The pipeline

Every story goes through the same four stages, in order. We don’t skip steps because the topic feels obvious. The steps are the discipline.

1. Research

Before a writer touches a topic, the research is done. That means: read the primary sources (regulatory filings, official statements, press releases), then the established outlets reporting on it (Bloomberg, Reuters, the trade press for the relevant beat), then the voices on the ground (journalists with domain expertise, named experts, sources close to the story).

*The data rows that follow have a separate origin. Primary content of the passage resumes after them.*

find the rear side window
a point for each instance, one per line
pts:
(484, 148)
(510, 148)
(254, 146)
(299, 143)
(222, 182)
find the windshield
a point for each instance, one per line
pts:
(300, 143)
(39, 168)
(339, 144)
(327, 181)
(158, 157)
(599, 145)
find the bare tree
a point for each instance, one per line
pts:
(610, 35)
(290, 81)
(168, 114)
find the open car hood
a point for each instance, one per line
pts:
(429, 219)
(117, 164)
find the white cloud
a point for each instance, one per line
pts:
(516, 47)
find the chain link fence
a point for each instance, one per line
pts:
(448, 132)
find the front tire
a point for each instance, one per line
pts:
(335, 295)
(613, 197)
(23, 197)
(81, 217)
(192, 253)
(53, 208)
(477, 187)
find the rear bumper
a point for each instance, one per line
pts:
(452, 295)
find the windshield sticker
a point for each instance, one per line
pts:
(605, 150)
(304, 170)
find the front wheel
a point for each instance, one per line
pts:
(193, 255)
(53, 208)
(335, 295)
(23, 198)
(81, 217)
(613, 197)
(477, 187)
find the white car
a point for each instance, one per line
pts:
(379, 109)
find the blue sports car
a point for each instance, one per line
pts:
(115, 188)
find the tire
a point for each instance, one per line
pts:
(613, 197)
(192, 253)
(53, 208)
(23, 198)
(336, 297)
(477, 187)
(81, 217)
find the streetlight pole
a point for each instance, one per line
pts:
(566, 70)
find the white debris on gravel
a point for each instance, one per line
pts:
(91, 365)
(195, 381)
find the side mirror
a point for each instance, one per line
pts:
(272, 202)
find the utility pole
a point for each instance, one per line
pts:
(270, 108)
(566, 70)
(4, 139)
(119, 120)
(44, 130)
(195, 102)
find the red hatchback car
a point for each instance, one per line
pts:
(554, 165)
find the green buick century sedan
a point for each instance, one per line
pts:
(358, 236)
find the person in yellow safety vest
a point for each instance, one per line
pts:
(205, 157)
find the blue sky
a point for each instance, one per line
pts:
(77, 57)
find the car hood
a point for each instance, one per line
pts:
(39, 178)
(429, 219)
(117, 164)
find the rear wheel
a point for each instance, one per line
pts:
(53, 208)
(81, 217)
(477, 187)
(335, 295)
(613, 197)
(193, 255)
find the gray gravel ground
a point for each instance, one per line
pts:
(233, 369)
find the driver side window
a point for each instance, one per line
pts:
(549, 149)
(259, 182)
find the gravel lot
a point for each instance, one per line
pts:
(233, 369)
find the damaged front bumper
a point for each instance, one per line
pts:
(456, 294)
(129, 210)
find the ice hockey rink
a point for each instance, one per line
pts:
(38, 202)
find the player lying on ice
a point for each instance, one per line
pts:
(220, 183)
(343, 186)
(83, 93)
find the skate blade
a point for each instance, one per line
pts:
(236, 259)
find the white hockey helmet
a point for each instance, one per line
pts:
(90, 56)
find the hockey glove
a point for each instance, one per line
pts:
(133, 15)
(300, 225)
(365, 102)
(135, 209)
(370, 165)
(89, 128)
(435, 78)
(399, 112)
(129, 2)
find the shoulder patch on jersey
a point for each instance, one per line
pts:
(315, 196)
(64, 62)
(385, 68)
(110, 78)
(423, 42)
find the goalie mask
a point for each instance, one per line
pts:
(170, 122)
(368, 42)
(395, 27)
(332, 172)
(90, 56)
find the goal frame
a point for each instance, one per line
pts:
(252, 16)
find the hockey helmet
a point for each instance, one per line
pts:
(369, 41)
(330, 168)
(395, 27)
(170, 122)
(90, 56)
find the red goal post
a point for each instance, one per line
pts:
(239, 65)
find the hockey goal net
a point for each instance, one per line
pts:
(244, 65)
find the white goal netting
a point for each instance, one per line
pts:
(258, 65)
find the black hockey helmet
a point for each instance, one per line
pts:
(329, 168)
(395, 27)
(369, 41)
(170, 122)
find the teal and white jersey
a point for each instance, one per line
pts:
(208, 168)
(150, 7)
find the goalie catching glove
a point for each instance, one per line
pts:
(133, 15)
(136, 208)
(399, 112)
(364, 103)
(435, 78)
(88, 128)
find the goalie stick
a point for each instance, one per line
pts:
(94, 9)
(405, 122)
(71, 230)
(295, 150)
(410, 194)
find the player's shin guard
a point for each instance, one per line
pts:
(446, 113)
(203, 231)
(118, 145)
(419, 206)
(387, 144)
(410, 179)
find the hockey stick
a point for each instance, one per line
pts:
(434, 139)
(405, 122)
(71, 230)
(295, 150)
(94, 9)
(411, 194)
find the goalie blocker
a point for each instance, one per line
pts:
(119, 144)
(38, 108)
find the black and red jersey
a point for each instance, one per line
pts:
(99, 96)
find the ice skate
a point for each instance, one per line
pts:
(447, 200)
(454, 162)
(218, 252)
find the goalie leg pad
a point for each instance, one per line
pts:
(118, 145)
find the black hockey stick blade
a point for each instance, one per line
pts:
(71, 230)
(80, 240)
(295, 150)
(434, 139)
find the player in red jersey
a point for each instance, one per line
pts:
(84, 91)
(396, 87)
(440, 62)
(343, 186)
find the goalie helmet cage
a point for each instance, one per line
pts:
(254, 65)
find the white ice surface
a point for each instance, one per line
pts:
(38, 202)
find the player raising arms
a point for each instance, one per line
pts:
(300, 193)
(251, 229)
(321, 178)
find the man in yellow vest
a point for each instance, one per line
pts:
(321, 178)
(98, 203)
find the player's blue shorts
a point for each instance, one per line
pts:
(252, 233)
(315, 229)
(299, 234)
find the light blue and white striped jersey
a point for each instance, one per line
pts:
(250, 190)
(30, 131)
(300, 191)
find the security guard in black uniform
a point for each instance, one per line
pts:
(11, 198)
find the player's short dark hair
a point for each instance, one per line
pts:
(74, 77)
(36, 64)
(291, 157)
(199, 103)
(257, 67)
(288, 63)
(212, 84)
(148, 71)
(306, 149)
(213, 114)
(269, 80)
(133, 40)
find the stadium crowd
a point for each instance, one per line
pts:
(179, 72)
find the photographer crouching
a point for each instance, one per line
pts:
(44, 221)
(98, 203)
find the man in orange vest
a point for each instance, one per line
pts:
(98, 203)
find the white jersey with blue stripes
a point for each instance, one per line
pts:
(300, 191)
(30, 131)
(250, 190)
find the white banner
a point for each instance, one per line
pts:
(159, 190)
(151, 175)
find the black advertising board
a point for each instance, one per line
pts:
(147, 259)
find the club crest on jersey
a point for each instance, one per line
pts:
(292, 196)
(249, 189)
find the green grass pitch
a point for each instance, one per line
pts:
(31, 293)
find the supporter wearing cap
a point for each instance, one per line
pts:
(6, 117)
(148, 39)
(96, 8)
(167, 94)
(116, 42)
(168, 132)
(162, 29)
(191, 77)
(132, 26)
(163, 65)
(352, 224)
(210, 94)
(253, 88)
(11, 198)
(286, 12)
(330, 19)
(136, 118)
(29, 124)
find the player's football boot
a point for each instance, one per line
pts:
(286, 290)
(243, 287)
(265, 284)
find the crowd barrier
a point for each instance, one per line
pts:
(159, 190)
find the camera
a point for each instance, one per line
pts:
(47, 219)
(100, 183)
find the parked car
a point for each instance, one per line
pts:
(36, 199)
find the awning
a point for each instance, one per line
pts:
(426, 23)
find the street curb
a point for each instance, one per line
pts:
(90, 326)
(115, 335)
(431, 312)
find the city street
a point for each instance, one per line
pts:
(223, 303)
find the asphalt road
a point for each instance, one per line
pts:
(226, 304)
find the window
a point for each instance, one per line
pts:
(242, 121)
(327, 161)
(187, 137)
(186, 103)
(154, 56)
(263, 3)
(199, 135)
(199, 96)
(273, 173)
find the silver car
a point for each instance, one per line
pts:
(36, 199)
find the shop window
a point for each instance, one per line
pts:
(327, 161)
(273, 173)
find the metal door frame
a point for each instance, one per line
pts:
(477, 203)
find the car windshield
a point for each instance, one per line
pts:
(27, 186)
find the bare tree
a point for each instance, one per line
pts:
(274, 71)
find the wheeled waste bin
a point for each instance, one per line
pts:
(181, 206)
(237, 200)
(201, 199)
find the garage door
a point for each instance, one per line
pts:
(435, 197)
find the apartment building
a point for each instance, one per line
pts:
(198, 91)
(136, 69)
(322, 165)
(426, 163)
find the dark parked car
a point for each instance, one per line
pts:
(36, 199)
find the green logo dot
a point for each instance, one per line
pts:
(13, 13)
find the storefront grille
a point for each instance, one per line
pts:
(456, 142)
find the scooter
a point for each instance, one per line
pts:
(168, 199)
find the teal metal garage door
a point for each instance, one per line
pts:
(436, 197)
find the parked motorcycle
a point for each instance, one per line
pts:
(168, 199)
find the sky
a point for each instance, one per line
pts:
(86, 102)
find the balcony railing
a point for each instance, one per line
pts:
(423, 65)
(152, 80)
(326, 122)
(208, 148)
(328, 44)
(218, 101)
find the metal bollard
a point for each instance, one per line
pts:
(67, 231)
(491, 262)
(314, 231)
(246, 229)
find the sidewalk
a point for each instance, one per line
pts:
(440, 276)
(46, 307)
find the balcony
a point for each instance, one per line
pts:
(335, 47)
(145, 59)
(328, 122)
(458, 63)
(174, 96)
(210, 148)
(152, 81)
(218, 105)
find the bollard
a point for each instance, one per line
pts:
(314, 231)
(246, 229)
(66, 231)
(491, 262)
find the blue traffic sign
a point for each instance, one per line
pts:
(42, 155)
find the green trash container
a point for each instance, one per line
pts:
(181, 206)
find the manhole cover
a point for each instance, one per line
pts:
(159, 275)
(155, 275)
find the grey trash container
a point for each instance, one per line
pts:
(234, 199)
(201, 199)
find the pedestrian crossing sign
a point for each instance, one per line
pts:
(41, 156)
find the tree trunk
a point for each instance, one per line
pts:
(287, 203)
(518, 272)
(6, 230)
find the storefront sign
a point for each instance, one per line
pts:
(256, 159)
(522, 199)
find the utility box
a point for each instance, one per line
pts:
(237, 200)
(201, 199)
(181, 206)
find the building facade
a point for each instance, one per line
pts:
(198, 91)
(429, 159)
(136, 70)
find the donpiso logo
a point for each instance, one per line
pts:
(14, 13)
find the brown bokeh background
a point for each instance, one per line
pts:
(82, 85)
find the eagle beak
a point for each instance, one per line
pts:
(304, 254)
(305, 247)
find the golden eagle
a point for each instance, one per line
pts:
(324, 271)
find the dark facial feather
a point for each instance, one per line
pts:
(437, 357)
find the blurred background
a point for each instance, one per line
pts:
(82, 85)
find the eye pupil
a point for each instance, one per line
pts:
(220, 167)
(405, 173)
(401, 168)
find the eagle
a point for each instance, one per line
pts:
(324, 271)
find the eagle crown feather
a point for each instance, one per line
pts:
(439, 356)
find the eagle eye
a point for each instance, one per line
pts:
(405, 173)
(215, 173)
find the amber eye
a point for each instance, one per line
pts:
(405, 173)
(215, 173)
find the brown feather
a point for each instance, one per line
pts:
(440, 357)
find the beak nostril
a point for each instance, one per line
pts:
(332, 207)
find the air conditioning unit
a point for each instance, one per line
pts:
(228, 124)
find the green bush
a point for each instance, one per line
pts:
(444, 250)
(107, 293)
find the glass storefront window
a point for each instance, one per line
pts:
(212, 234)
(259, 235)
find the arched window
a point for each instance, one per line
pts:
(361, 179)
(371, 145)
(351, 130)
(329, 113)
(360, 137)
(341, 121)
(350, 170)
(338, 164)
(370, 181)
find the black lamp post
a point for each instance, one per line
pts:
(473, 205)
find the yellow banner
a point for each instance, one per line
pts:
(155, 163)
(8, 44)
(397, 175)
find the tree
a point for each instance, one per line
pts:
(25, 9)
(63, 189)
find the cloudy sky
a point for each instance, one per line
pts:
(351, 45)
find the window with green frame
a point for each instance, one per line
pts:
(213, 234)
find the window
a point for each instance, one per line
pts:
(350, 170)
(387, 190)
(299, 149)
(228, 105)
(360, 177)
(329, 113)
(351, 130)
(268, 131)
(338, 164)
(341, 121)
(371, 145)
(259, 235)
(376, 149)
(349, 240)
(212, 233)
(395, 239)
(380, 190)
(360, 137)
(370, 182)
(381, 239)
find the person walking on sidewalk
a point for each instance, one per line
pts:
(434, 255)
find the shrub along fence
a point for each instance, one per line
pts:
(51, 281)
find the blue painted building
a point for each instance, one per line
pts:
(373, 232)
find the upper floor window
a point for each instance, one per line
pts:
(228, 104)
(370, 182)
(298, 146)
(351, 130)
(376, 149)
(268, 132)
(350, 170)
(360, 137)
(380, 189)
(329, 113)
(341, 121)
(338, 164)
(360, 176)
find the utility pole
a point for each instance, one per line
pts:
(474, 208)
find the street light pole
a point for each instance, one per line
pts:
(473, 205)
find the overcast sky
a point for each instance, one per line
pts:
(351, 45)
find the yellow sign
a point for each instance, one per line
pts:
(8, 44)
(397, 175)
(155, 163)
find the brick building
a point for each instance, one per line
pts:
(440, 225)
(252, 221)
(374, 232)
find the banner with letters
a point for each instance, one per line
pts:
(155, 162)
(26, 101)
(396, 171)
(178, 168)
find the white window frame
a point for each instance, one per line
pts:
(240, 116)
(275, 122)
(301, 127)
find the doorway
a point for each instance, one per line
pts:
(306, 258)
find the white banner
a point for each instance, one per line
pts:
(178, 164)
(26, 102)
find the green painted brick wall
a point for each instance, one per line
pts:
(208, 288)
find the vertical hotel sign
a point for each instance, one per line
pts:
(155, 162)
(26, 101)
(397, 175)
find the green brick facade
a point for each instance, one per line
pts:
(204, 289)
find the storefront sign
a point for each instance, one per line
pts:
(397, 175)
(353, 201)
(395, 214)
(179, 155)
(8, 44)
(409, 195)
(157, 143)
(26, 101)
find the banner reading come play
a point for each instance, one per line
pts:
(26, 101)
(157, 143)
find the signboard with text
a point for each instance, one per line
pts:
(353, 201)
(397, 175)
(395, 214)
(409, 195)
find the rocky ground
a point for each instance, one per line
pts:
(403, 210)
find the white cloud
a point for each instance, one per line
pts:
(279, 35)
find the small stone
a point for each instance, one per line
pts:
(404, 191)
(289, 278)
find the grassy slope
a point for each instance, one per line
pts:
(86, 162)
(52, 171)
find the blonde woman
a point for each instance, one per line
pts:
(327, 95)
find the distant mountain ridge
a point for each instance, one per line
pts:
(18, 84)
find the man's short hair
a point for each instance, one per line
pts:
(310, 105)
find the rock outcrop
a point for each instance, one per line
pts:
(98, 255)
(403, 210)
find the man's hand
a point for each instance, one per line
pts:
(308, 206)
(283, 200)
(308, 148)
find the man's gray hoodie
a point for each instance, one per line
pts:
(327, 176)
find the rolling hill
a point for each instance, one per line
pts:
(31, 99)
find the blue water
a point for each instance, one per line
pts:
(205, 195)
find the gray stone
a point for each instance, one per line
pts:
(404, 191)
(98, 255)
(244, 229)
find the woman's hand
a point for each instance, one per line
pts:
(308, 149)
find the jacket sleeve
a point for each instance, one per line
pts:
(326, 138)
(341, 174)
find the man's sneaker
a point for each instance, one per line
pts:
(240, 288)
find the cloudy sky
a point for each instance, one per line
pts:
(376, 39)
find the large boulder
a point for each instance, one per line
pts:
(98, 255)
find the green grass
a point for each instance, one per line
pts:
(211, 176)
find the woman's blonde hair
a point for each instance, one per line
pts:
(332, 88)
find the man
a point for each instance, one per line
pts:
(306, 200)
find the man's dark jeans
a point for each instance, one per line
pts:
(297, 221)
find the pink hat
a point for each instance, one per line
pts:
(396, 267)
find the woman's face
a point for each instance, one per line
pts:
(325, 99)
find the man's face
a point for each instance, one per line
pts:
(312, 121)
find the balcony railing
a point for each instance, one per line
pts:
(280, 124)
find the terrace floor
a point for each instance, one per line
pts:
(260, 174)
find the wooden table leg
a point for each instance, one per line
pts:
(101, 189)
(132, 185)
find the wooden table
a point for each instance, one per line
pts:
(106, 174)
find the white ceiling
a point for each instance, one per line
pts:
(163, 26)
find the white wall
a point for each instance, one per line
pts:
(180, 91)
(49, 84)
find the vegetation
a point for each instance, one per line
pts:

The research stage produces a brief: summary, atomic key facts (each one tied to a verbatim quote from the source it came from), a timeline, and a list of open questions even reporters disagree on. Every fact has a URL attached. If we couldn’t find a source for a claim, the claim doesn’t make it into the brief.

2. Writing

Each writer on staff has a beat, a voice, and a set of constraints they work within. They write from the research brief. They take a position. They use specifics — numbers, dates, names — only when those specifics appear in the brief. When the brief doesn’t cover something, they hedge (“reportedly”, “in recent weeks”) instead of inventing.

A vague-but-true sentence beats a specific-but-wrong one. Always. The bar is that a reader who fact-checks us shouldn’t be able to catch us out.

3. Fact-check

After the draft, a separate fact-check pass walks every claim in the body and verifies it against the research brief. Anything specific — a date, a number, a quote, a named-source attribution — gets flagged if it doesn’t match the brief, or if the brief doesn’t cover it.

Articles that fail fact-check go through a single repair pass to apply the fixes. If they still fail, they get held back. They don’t publish.

4. Publication

Stories that pass fact-check publish with the byline of the writer assigned the beat, the publish date, the sources that backed the reporting, and a hero image with proper attribution to the photographer.

When we update a piece — correcting an error, reflecting new information, adjusting an attribution — the change shows up in the article’s update log. We don’t silently edit. The history is there to read.

The bar

The bar is the one applied to any publication: did the reporting hold up, did the sources check out, did the piece add something a reader couldn’t have gotten somewhere else.

When it doesn’t, we don’t publish it. When we publish something that turns out to be wrong, we correct it and log the correction in the piece itself.

What we don’t do

We don’t republish press releases. We don’t aggregate without adding a take. We don’t write “X explained” pieces that summarize someone else’s reporting without bringing our own angle. We don’t run sponsored content disguised as editorial.